BOGOTA: Colombian Senator Miguel Uribe, a potential presidential contender, was fighting for his life in hospital after being shot during a campaign event in Bogota on Saturday, according to his wife and government and party authorities.

The Colombian Attorney General’s Office said in a statement that “a minor under 15 years of age was arrested carrying a Glock pistol-type firearm (9mm)”, and President Gustavo Petro ordered an investigation into who had ordered the attack.

The 39-year-old senator, who is running for the presidency in 2026, is a member of the opposition conservative Democratic Centre party founded by former Colombian President Alvaro Uribe. The two men are not related.

According to a party statement condemning the attack, the senator was hosting a campaign event in a public park in the Fontibon neighbourhood in the capital on Saturday when “armed subjects shot him in the back.”

The party described the attack as serious, but did not disclose further details on Uribe’s condition. Videos on social media showed a man, identified as Uribe, being tended to after the shooting. He appeared to be bleeding from his head.

Uribe’s wife Maria Claudia Tarazona wrote on her husband’s account on X that he was “fighting for his life”.

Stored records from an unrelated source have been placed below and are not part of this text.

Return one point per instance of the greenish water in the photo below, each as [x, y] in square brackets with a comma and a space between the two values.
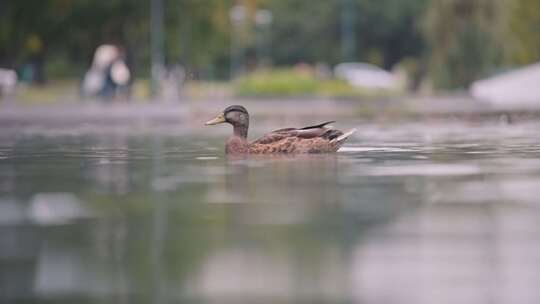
[404, 214]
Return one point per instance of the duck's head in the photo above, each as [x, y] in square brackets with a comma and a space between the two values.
[234, 115]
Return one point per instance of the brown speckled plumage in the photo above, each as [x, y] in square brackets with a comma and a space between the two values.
[313, 139]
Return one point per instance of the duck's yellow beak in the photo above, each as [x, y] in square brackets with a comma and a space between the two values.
[219, 119]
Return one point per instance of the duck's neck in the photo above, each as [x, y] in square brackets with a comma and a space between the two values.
[240, 131]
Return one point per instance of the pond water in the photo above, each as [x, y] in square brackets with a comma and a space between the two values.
[411, 213]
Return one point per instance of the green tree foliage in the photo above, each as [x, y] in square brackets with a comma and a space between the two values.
[524, 30]
[386, 31]
[464, 39]
[460, 40]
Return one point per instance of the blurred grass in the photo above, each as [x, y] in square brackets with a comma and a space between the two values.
[293, 83]
[280, 83]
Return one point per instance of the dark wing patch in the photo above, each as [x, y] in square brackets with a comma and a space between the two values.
[272, 137]
[318, 126]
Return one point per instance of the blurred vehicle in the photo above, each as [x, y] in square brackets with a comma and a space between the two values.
[511, 88]
[109, 75]
[8, 82]
[366, 75]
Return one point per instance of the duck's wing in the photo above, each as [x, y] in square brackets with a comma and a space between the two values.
[314, 131]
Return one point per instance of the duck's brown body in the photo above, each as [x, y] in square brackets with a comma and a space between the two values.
[313, 139]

People gathered outside the Santa Fe Foundation hospital where Uribe was being treated, some staged candlelight vigils and prayed, while others carried Colombian flags.

Colombia’s Defence Minister Pedro Sanchez said a suspect had been arrested in the shooting and that authorities were investigating whether others were involved. Sanchez said he had visited the hospital where Uribe was being treated.

Thorough investigation
The government is offering some $730,000 as a reward for information in the case.

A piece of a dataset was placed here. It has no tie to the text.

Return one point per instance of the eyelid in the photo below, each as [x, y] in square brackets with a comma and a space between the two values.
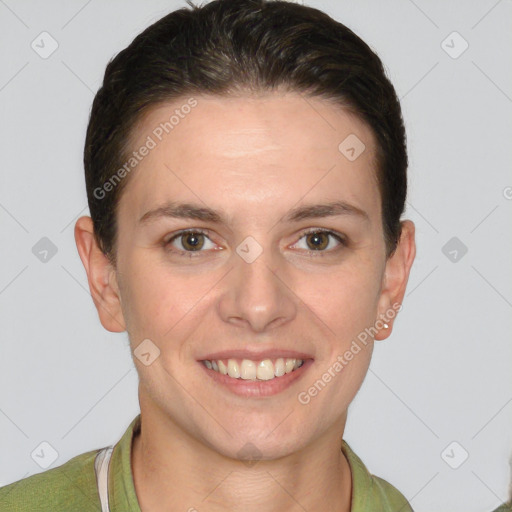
[338, 236]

Colombia’s presidency issued a statement saying the government “categorically and forcefully” rejected the violent attack, and called for a thorough investigation into the events that took place.

Uribe is from a prominent family in Colombia, with links to the country’s Liberal Party. His father was a businessman and union leader. His mother, journalist Diana Turbay, was kidnapped in 1990 by an armed group under the command of the late cartel leader Pablo Escobar. She was killed during a rescue operation.

Colombia has for decades been embroiled in a conflict between leftist rebels, criminal groups descended from right-wing paramilitaries, and the government.

Leftist President Gustavo Petro sympathised with the senator’s family in a message on X, saying, “I don’t know how to ease your pain. It is the pain of a mother lost, and of a homeland.”

Petro later said in a speech on Saturday night that the person arrested was a minor and that the investigation would focus on finding who had ordered the attack.

“For now there is nothing more than hypothesis,” Petro said, adding that failures in security protocols would also be looked into.

US Secretary of State Marco Rubio said in a statement that the U.S. “condemns in the strongest possible terms the attempted assassination” of Uribe, blaming Petro’s “inflammatory rhetoric” for the violence.